Here are the Virginia Senate polls, courtesy of Pollster.com:
Allen used the word “macaca” twice on August 11, with the media coverage beginning soon thereafter. From the graph, it is clear that Allen’s lead began to dwindle at this point. By the beginning of September, Allen and Webb were in a statistical tie.
But then, things changed. Allen came up with fresh attacks on Webb — e.g., on his view of women — and the gap widened again (perhaps because of these attacks, perhaps not). The gap closed to a statistical tie only at the very end, weeks after macaca.
Thus, the “Youtube cost Allen the election” story needs to be complicated.

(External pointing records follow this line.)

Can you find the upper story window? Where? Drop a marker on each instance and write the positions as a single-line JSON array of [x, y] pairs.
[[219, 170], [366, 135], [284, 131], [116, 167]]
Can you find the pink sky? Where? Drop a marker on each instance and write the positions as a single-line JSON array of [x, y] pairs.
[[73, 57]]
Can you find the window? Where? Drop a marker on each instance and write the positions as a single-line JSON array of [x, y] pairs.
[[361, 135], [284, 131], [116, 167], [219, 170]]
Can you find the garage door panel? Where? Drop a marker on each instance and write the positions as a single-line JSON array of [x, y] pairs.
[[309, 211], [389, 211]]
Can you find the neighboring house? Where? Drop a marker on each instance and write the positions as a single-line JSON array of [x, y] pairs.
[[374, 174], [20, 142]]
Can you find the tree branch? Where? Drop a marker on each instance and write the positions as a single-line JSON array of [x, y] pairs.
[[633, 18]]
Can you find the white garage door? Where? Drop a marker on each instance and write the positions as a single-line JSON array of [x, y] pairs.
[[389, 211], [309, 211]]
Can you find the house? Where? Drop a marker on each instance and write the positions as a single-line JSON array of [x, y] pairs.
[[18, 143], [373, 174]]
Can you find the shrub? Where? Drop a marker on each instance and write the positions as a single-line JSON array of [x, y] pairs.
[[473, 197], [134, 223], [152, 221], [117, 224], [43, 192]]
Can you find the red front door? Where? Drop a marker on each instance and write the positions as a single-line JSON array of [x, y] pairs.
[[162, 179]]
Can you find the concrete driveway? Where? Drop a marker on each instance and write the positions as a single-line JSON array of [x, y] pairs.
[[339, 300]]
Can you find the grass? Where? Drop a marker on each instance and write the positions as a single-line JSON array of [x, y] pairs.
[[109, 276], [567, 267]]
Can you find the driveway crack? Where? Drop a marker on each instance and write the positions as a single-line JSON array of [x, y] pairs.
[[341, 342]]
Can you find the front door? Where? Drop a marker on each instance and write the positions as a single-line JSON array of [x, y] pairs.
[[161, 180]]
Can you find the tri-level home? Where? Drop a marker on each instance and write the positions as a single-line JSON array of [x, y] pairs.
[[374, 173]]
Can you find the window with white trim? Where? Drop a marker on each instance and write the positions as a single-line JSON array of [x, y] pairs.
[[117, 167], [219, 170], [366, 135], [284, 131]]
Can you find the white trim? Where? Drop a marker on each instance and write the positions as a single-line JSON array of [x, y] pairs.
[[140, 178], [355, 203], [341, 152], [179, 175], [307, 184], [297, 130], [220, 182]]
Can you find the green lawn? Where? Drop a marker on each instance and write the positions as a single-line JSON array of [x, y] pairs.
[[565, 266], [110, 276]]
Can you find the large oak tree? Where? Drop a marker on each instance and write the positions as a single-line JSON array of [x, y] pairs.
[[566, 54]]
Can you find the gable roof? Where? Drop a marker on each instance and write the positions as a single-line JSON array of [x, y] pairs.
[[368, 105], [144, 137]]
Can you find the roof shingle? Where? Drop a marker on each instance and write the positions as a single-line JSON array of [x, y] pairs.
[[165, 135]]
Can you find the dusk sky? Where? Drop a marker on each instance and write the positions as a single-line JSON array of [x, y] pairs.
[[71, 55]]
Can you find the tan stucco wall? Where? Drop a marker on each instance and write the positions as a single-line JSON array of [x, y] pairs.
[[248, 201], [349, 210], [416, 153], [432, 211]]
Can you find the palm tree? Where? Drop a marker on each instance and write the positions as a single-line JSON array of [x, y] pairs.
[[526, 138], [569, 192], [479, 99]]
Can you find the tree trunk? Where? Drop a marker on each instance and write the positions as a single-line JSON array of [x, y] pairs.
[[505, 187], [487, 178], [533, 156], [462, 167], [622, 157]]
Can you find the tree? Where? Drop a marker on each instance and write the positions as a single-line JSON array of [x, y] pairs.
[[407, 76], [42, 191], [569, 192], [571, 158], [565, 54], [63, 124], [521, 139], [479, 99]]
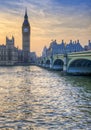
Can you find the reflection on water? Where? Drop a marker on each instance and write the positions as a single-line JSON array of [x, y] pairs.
[[32, 98]]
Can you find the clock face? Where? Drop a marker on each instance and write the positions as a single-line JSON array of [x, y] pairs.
[[25, 29]]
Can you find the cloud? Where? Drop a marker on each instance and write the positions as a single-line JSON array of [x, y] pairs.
[[49, 19]]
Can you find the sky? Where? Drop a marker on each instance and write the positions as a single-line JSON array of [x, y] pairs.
[[49, 20]]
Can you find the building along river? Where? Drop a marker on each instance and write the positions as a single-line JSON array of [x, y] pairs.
[[32, 98]]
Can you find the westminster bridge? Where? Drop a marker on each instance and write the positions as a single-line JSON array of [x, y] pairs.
[[74, 63]]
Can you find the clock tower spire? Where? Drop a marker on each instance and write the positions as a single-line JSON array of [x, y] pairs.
[[26, 38]]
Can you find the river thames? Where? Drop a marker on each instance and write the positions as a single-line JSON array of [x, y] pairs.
[[32, 98]]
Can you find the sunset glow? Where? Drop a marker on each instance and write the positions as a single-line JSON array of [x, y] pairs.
[[49, 19]]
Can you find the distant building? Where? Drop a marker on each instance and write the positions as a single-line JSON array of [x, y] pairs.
[[26, 39], [10, 55], [62, 48], [88, 47]]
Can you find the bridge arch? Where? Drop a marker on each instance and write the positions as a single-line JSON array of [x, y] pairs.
[[58, 64], [81, 66]]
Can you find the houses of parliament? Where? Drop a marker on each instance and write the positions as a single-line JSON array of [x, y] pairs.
[[11, 55]]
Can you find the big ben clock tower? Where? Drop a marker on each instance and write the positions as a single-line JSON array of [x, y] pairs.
[[26, 39]]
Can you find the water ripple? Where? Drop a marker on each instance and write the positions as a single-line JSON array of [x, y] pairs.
[[36, 99]]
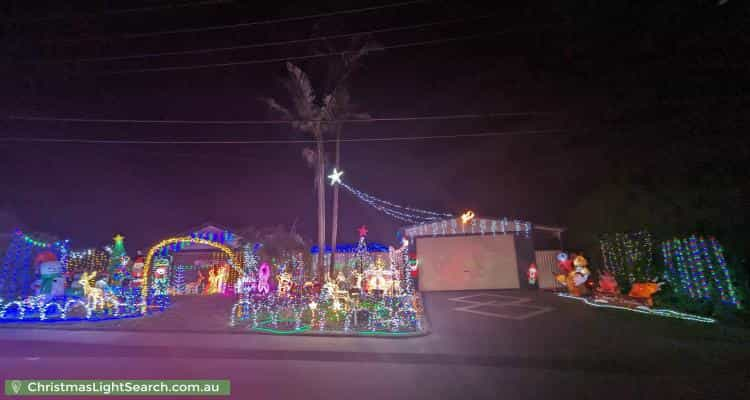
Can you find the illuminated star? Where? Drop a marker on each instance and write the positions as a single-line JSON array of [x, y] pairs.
[[335, 177]]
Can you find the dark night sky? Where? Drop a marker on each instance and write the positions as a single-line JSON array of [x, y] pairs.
[[611, 74]]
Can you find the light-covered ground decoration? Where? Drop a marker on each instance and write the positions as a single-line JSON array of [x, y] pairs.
[[373, 300], [37, 308], [602, 303]]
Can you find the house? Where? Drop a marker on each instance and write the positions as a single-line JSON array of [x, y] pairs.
[[468, 253]]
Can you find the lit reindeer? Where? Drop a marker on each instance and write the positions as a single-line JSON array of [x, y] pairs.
[[94, 295]]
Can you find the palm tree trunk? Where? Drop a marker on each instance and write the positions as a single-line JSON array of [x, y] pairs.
[[335, 216], [321, 205]]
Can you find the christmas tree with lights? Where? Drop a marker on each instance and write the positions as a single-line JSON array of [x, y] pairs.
[[118, 261], [179, 280], [362, 256]]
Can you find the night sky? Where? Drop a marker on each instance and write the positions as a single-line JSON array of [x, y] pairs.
[[623, 84]]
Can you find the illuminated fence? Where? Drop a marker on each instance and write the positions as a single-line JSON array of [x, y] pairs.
[[698, 268]]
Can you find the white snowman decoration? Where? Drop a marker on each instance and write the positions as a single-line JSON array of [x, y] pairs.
[[52, 282]]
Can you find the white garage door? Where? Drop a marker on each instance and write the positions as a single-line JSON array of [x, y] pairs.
[[467, 262]]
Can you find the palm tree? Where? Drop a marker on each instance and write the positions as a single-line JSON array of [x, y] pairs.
[[311, 116], [316, 115], [339, 72]]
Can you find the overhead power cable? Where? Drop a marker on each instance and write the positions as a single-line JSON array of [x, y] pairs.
[[124, 11], [273, 121], [295, 58], [350, 11], [265, 44], [280, 141]]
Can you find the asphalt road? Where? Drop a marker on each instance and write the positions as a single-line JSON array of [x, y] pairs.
[[505, 345]]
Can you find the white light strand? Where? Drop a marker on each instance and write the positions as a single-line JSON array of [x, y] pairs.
[[645, 310], [402, 213]]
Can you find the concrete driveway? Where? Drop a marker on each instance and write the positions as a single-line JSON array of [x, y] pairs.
[[485, 344]]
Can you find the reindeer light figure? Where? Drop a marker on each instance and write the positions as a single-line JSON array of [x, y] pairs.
[[94, 295]]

1) If we assume that it was “macaca” that caused Allen’s lead to dwindle, why should we credit this incident for his loss and not the other campaign stories and tactics that occurred in September and October? Why aren’t we asking why Webb closed so strongly? Is the temporary shift in the polls (perhaps) occasioned by “macaca” really responsible for Allen’s defeat? It’s not even clear, and we haven’t even talked about Youtube yet.
2) What about the role of more fundamental factors that influence election outcomes? Could Webb have won if President Bush’s approval rating had not been languishing at 35%? And what about Webb himself, his qualities, qualifications, etc.?
3) Was it the Youtube clip that caused the effect, or was it the mainstream media coverage of the incident itself? While the two versions of the clip on Youtube have been watched 650,000 times, that figure obviously doesn’t tell us how many unique Virginia voters saw the clip between August and November. Moreover, the number of people who consume traditional media sources — whether in print, on TV, or on the internet — is vastly larger than the number who watched the Youtbe clip. It’s much more likely that people were exposed to the macaca incident through such dinosaurs as the newspaper and the evening news than through a first-hand viewing of the clip itself.
A rejoinder: Yeah, but wouldn’t Allen have won if not for macaca? The answer: we don’t know. And we can’t know. My question is why we should privilege explanations centered on macaca or Youtube more than explanations centered on “fundamentals,” on Webb, or on later campaign dynamics.
Allen’s defeat was not solely, or even primarily, a Youtube phenomenon. The shorthand history, which elevates Youtube above all other things, is wrong.
More generally, it is important to qualify the claims being made about the Internet’s power to affect elections, a question that I will explore in a near-future post.